Puncak dari semuanya itu adalah menjadi penari barongannya. Ini sangat berat, karena memerlukan fisik yang kuat dan mental baja pula. Bayangkan, seorang pembarong harus siap menggigit dan membawa barongan kepala macan dan dadak merak yang beratnya mencapai 60 kg lebih itu di kepalanya. Belum lagi kalau barongan itu mengangkut seorang pria di atasnya.
            Dia harus mampu menahan terpaan angin dan mengibas dadak merak itu sesuai gerak tarinya. Salah satukehebatan pembarong adalah sejauh mana ia mampu menggerakkan barongan itu dengan variatif dan dengan tingkat kesulitan tinggi.

  • Pernah melakoni ritual “ghaib”
            Di masa mudanya, Mbah Misdi merasakan tingkat seperti itu. Iamengakui, pada masa mudanya ia pernah tergoda untuk menjadi pembarong “asli” yang umumnya melakoni beberapa ritual. Selain menjalani latihan fisik Mbah Misdi mengakui ia pernah bertapa di tigatempat wingit (angker) yang umumnya dipakai para pembarong untuk mendapatkan kekuatan lebih serta pengukuhan sebagai tukang mbarong asli di masa itu.
            Hasilnya memang luar biasa, akan tetapi godaannya tak ada hentinya. Selalu ada persoalan yang muncul ketika ia dan rombongannya “iker” atau mencapai puncak gerak tariannya. Berbagai gerakan musykil dapat dilakukannya. Padahal menurutnya semuanya berkat latihan dan keseriusan para anggota kelompoknya. Bahkan ketika rombongan reognya mulai menabuh gamelan, orang mulai tertarik dan berkumpul. Ini sering membuat kelompok lainnya iri dan sering terjadi perkelahian di masa itu.
            Pernah pada suatu saat di tahun 50-an ketika ia dan rombongan beriringan pulang membarong, ada ketua kelompok lain yang terbakar hatinya lalu mendekati barongan Mbah Misdi. Tanpa diketahuinya orang itu menusukkan keris ke kepala macan barongan, dengan maksud mencederainya. Mbah Misdi kaget melihat ada keris menancap hanya berjarak 15 cm dari wajahnya.

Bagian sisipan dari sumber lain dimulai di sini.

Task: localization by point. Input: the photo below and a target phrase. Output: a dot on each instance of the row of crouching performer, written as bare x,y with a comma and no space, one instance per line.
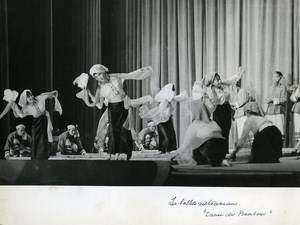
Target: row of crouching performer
213,104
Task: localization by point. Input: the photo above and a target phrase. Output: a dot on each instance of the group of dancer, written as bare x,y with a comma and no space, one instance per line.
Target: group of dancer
210,107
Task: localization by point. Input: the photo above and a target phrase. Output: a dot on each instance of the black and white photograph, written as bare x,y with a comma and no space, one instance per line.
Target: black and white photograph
188,107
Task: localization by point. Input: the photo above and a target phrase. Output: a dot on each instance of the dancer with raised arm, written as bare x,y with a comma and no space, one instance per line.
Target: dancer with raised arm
41,126
163,118
203,142
119,112
219,94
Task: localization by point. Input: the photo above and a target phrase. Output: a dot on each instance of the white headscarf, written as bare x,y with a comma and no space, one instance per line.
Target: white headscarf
98,68
23,98
166,93
20,126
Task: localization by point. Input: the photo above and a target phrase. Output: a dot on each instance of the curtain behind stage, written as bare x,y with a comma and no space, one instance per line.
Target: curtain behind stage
183,40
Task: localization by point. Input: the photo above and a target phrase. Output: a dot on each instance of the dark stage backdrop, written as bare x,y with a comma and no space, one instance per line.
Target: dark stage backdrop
184,39
76,47
45,45
4,81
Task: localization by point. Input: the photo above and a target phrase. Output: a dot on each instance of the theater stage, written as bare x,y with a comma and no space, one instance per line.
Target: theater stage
148,169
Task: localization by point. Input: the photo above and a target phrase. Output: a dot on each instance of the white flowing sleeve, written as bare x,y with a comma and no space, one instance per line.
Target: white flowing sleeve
81,81
10,95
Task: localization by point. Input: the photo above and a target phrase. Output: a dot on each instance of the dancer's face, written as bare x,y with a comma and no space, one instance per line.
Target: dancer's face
101,77
72,131
151,126
21,131
30,98
147,139
217,81
275,78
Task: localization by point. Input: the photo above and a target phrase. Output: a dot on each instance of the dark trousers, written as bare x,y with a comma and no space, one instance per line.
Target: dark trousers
222,116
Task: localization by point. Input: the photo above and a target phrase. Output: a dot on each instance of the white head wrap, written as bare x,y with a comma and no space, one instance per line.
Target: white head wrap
23,98
208,78
197,91
98,68
20,126
71,126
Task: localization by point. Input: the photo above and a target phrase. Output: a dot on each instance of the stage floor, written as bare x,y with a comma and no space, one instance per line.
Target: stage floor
149,168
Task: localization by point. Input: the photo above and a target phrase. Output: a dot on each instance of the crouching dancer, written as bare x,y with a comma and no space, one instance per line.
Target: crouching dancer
267,144
69,142
18,143
203,142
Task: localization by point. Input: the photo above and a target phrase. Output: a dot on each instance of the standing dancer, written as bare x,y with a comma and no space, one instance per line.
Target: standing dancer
219,95
276,101
162,116
239,99
119,115
295,98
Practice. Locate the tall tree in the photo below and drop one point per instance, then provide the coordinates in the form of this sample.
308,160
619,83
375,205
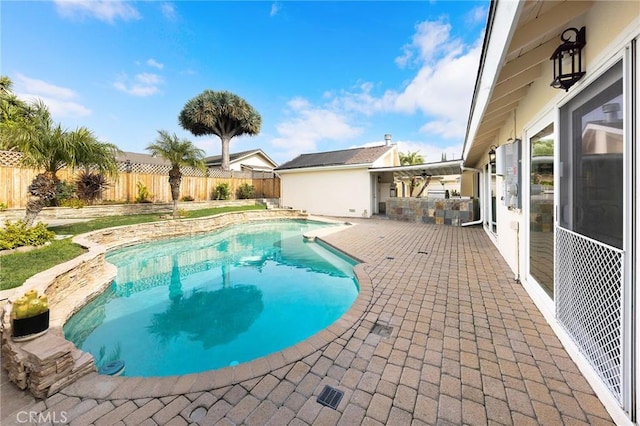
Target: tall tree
180,153
14,113
223,114
47,146
410,159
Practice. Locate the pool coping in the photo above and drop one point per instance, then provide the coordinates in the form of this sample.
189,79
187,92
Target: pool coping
94,385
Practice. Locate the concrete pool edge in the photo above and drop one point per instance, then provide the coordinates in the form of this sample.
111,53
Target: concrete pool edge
86,276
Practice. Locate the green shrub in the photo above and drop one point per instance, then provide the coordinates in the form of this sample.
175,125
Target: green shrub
64,191
245,191
143,194
72,202
221,192
90,186
17,234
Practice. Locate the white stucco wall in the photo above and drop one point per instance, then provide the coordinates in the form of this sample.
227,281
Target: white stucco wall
330,192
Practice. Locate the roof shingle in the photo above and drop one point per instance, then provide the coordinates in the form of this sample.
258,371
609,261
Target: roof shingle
365,155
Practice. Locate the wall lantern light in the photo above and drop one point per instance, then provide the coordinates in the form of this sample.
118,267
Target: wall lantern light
492,155
567,59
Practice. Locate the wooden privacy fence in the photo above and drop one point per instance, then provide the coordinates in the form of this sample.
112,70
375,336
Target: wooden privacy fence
14,181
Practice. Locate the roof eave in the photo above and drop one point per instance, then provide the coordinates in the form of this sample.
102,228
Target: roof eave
502,22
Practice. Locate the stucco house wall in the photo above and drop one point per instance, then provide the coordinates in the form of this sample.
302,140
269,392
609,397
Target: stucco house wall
610,28
328,191
604,23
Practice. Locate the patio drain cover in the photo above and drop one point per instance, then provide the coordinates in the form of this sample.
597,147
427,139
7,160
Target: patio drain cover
330,397
381,330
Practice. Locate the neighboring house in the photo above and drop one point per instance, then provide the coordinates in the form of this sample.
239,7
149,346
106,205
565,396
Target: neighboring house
336,183
252,160
562,202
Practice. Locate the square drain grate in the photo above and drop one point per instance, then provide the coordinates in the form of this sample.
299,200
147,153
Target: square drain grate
330,397
381,330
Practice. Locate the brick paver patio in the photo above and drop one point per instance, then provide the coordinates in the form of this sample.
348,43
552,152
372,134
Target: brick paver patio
466,346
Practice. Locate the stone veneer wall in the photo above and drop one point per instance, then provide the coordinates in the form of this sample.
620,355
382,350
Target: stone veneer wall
439,211
48,363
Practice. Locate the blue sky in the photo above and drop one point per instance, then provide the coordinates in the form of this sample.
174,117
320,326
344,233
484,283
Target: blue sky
323,75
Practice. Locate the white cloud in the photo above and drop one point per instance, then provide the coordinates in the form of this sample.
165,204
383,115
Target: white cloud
143,84
153,63
476,15
441,89
104,10
169,11
309,125
275,8
60,100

  • Melepaskan semua “pegangannya”
Setelah sadar bahwa tenaga “pinjaman” itu tidak membawa berkah sama sekali, Mbah Misdi melepaskan itu semua, dan reog lalu melulu menjadi ekspresi seni murni baginya.
            Itu merupakan pengalaman pahit selama ia bersentuhan dengan dunia ghaib. Namun sampai sekarang, Mbah Misdi tak dapat memungkiri, ada sebagian barongan reog yang masih dikutugi, atau dibakari kemenyan pada hari-hari tertentu. Baginya hal itu sebenarnya tidak perlu ada kalau sejak awal tidak diperlakukan seperti itu.
            “Itu sebenarnya mengotori arti sesungguhnya seni reog,” ujarnya. Pendapat yang sama pernah disampaikan almarhum Mbah Kamituwa Kucing asal Sumoroto yang kala itu menjadi tetua reog.
            Kini Mbah Misdi hidup sederhana dari hasil membuat dan menjual kerajinan reog di rumahnya. Di bagian depan rumahnya yang sederhana, ia membangun workshop, tempat ia mengerjakan kerajinan itu.

  • Awalnya terpaksa
Sejumlah siswi SMAN 1 Ponorogo melihat Mbah Misdi membuat reog
            Semula ia tak pernah berpikir menjadi pengrajin reog. Awalnya terjadi tahun 1980 ketika seorang pria dengan pakaian sangat sederhana bertanya apakah Mbah Misdi bisa membuatkannya satu perangkat reog komplet. Waktu itu Mbah Misdi tidak menaruh perhatian serius sehingga asal menjawab, “Bisa,” itu saja. Ternyata orang itu meninggalkan uang muka Rp.1,5 juta, satu jumlah luar biasa waktu itu.
            Pesanan diselesaikan tepat waktu dan ia mengantarkannya ke Surabaya. Ternyata pria misterius itu adalah seseorang yang sangat berada, rumahnya sangat mewah di kompleks permahan elite ibukota Jatim tersebut. Di sana ia mendapatkan tambahan Rp.4,5 juta lagi. Sungguh suatu jumlah di luar dugaaannya, dan jauh melebihi segala modal yang ia keluarkan. Mbah Misdi lalu mendapatkan inspirasi, kenapa dia tidak membuat souvenir reog untuk buah tangan turis yang berkunjung ke kotanya.

  • Sulit masuk ke AS
            Ada peristiwa yang “lucu” yaitu ketika ia harus mengirim seperangkat reog ke Amerika Serikat, belum lama ini. Ternyata barangnya tidak boleh masuk, sebab menggunakan kulit macan dan bulu merak asli. Harus ada klarifikasi mengenai asal-usul kulit dan bulu hewan itu. “Lha ya bagaimana adanya ya memang begitu,” tuturnya dengan lugu.
            Mengenai bahan reog, Mbah Misdi mengaku kulit macan masih gampang didapat dari Sumatra. Tapi bulu merak harus diimpor dari India, sebab di sana peternakan merak sudah banyak, di Indonesia tidak ada.
            “Kenapa enggak pakai bahan imitasi Mbah?” tanya saya.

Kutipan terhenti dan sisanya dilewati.